For Asian countries, exchanges between civilizations can also help them rediscover their identity on the world stage in this new and changing era.
There was a time when Asia was the envy of the world, a land of great empires and home to ancient philosophers, poets and writers. Algebra, the astrolabe, paper and printing were invented here.
Over the past decades, Asian nations have shaken off the yoke of imperial colonialism, achieved independence, accumulated miraculous economic and social progress, and inched back to the center stage of the international arena.
A recent Financial Times report predicts that Asian economies, as defined by the UN Conference on Trade and Development, will be larger than the rest of the world combined in 2020 for the first time since the 19th century.
As a whole, Asia is capable of making larger contributions to human civilization and world prosperity.
At present, platforms and mechanisms for regional cooperation such as the Boao Forum for Asia, the Association of Southeast Asian Nations and the Shanghai Cooperation Organization are maturing. The China-proposed Belt and Road Initiative, which aims to build trade and infrastructure networks connecting Asia with Europe and beyond, also heralds a stronger connectivity of peoples and cultures.
The dialogue conference came with the recent public invoking of "clash of civilizations" worldview in the West, which is dangerously irresponsible and may lead to hatred and confrontation.

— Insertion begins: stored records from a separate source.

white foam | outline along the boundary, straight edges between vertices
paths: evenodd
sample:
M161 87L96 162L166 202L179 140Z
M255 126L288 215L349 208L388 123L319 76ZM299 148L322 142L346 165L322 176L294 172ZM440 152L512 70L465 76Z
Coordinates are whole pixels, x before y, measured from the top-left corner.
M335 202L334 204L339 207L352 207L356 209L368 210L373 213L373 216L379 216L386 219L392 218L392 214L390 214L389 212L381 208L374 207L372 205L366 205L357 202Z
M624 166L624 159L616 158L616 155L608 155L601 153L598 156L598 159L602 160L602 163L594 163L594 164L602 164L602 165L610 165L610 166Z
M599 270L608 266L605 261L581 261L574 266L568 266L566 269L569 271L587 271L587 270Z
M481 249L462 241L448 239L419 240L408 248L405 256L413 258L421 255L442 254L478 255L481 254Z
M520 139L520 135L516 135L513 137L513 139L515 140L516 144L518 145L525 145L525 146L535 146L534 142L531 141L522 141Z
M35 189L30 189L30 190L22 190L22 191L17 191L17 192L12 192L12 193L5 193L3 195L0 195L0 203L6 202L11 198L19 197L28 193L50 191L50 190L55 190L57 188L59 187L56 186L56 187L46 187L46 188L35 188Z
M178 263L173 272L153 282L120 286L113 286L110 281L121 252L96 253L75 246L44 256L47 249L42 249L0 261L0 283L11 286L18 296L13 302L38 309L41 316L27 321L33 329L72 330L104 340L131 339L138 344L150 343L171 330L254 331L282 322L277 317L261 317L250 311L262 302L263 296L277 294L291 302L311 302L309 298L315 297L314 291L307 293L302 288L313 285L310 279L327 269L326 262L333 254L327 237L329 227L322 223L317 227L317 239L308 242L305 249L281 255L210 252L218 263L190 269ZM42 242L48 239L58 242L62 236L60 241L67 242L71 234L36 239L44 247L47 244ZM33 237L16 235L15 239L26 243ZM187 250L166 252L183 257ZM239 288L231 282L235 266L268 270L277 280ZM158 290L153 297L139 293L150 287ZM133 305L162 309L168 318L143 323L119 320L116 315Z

Beijing's message is loud and clear. It has chosen conversation over confrontation with a deep belief that boosting inter-civilization dialogue can help nations around the world shrink trust deficits, promote mutual understanding and friendship, and thus bolster their cooperation.
In this age of growing interdependence when the international community is grappling with a string of non-traditional security threats such as terrorism, refugee crises and climate change, no single nation or civilization can stand alone.
To meet common challenges and create a better future for all, China looks to culture and civilization to play their role, which is as important as the role played by economy, science and technology, said Xi while addressing the opening of the CDAC.
The conference, he added, is convened just for this purpose, as it creates a new platform for civilizations in Asia and beyond to engage in dialogue and exchanges on an equal footing to facilitate mutual learning.
And in that process, dialogue and cooperation are the only sure path leading towards a better world for all, or in Xi's words, a community with a shared future for mankind.